It certainly destroys your appetite for asian cuisine or pasta! lol


----------



## BlindSnake (Sep 20, 2008)

Now they wan't us to do their dirty work for them and kill everything out in the field.


----------



## cmclean (Sep 20, 2008)

What a brilliant collection they have Shawn, wish i was there to have a look also. Flick me some pics, you have my email. Are you going to keep in contact with the Prof? I would certainly like to ask some questions regarding locale of certain species and types they may have in collection.
Cathy


----------



## eipper (Sep 20, 2008)

Hi all,

Is their trade in specimens for research....yes

While they give out locality info....without a genuine reason not usually (just wanting to find out where things are is not usually good enough).
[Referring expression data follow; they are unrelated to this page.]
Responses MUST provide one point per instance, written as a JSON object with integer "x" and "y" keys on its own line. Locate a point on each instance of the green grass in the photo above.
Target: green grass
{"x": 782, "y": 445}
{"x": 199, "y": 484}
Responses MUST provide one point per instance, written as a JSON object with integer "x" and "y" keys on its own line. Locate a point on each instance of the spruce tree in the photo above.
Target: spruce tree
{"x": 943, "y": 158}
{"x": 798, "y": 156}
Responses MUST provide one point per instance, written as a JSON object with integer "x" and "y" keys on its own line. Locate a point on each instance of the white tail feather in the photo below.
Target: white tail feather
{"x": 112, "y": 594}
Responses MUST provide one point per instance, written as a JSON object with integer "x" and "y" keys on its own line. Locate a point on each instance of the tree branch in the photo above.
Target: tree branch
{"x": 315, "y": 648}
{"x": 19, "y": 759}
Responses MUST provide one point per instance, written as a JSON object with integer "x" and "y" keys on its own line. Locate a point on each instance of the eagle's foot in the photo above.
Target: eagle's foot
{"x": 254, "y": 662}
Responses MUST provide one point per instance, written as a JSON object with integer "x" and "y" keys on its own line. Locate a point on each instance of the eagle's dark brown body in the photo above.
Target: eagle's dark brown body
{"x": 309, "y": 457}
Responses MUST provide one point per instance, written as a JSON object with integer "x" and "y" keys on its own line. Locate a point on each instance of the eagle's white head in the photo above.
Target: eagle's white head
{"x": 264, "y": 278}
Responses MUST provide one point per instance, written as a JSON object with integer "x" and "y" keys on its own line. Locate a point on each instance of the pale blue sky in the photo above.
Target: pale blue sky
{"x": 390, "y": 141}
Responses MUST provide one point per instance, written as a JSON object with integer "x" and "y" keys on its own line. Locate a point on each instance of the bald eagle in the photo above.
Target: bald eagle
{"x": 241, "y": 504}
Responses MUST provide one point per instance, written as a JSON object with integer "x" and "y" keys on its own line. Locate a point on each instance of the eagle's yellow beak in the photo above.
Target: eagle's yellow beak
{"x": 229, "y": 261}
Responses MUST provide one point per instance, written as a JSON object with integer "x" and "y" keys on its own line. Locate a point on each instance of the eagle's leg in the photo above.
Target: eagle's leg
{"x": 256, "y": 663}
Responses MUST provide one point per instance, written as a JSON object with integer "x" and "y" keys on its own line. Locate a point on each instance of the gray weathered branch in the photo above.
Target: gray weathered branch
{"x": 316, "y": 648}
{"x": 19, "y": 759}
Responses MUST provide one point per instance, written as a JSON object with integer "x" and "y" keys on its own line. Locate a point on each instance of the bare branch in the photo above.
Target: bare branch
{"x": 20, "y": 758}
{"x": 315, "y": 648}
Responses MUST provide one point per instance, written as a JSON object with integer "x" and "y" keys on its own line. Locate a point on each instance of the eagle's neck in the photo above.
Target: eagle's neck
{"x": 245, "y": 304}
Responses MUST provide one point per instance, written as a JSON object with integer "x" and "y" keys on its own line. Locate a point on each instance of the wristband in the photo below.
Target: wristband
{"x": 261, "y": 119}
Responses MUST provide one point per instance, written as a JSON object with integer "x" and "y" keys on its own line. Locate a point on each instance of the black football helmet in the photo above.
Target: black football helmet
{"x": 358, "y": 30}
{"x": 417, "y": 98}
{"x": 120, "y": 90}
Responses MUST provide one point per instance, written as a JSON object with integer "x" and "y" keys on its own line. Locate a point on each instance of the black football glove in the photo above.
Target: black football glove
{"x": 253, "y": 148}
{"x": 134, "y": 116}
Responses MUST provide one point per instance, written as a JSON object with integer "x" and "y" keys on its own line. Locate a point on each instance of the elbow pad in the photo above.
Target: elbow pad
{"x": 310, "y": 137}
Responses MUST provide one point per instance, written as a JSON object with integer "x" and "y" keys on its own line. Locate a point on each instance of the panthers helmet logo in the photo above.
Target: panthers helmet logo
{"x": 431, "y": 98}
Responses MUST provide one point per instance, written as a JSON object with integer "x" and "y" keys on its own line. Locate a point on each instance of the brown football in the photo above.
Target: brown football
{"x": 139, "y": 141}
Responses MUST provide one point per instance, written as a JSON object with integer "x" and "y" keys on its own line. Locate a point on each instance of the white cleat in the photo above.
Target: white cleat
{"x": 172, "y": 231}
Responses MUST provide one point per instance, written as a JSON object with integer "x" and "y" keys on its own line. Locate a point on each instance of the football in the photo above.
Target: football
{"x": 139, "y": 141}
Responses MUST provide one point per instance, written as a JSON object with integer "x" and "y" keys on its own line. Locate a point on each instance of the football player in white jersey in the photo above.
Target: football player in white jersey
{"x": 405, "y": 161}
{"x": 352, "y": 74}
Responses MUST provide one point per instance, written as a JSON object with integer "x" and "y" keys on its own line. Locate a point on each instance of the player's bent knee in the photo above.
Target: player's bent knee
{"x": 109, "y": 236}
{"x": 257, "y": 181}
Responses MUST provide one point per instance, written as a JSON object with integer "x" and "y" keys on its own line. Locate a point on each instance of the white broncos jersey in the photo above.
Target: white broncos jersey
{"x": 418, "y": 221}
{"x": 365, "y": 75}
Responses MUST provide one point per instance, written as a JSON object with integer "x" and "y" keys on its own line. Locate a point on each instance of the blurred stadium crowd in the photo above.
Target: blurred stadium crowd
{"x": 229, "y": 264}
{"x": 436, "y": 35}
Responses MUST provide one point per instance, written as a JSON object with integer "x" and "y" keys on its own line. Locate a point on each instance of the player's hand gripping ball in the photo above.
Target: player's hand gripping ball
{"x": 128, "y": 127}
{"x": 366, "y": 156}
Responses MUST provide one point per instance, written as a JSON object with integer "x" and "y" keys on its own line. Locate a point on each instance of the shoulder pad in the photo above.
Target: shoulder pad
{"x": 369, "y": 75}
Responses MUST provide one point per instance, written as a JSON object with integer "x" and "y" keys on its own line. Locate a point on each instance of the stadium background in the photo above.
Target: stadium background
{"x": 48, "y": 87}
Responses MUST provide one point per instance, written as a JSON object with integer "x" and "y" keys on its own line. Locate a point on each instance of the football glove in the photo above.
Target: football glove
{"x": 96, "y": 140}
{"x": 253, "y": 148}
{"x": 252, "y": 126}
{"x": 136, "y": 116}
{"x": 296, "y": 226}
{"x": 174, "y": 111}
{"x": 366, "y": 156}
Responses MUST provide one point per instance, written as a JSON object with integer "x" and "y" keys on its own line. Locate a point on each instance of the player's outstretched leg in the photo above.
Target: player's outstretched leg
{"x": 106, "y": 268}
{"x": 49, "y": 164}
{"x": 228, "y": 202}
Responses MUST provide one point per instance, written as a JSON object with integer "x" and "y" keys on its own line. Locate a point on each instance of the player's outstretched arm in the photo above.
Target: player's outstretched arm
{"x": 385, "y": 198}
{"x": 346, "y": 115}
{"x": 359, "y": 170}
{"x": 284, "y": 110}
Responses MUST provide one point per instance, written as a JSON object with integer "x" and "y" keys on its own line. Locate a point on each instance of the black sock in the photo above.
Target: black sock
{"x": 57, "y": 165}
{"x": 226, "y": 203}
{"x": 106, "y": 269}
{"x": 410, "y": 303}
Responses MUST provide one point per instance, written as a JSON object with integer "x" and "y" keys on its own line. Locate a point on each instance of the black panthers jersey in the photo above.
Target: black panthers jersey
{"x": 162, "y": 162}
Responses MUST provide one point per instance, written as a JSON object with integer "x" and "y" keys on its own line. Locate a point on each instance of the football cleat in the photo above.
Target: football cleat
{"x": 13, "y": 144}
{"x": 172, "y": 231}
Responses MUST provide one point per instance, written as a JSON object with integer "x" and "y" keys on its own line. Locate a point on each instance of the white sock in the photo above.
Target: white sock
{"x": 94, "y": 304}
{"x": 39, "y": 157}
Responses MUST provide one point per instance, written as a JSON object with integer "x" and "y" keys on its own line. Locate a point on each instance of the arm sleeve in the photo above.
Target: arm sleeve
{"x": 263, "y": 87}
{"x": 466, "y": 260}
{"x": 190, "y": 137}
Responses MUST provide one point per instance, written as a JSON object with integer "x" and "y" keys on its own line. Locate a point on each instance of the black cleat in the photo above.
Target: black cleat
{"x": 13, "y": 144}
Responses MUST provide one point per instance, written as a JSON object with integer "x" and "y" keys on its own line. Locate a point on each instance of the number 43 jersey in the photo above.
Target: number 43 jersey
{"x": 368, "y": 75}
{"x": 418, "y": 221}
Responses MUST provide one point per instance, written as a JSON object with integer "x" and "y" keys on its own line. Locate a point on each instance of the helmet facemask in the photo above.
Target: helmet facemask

As for reasoning of killing for scientific purposes...its a requirement many scientific purposes permits to donate the specimens to a museum for further research at a later date.

Cheers,
Scott


----------



## bigi (Sep 20, 2008)

its like being a kid in a lollie shop. Guess how many gecko;s in this jar and you will win a prize.


----------



## cement (Sep 20, 2008)

No offence, i'd rather see them running around the bush.


----------



## W.T.BUY (Sep 20, 2008)

I thought Japanese were bad with whales we better look in the mirror


----------



## Rocket (Sep 21, 2008)

Cathy, no probs, will do.

Thanks for clearing some of that up Scott. Oh, and bigi - It sure was


----------



## Gecko :) (Sep 21, 2008)

cement said:


> No offence, i'd rather see them running around the bush.


 
I agree!
Interesting pics,. but,.. Surely there is no need to kill that many of the same species,.!?
What a waste!,. :cry:


----------



## hornet (Sep 21, 2008)

W.T.BUY said:


> I thought Japanese were bad with whales we better look in the mirror



except ours is actually for scientific research.


----------



## hornet (Sep 21, 2008)

Gecko :) said:


> I agree!
> Interesting pics,. but,.. Surely there is no need to kill that many of the same species,.!?
> What a waste!,. :cry:



as said most are from different locales. They go to a place where the species hasn't been found before, doesn't matter if they already have 100 specimens if that species they will still take some(no idea on numbers normally taken from each locality) which can lead to new species being discovered as someone else mentioned.


----------



## BlindSnake (Sep 21, 2008)

hornet said:


> doesn't matter if they already have 100 specimens if that species they will still take some(no idea on numbers normally taken from each locality) which can lead to new species being discovered as someone else mentioned.


 
If it's found in a pit line or micro trap..i'ts toast, doesn't matter how many or how little of any species are found. the Museum wants them..


----------



## levis04 (Sep 21, 2008)

well done shawn, great pics to would have been a blast beside the fact they were in jars.


----------



## DrNick (Sep 21, 2008)

levis04 said:


> well done shawn, great pics to would have been a blast beside the fact they were in jars.



And you thought that YOU were the only person to keep their gex in JARS, hey levis04 :lol::lol:


----------



## Kirby (Sep 21, 2008)

how typical of 'research' ... kill everything, and then try and figure out were we went wrong... 

shame.


----------



## levis04 (Sep 21, 2008)

LOL Dr.Nick


----------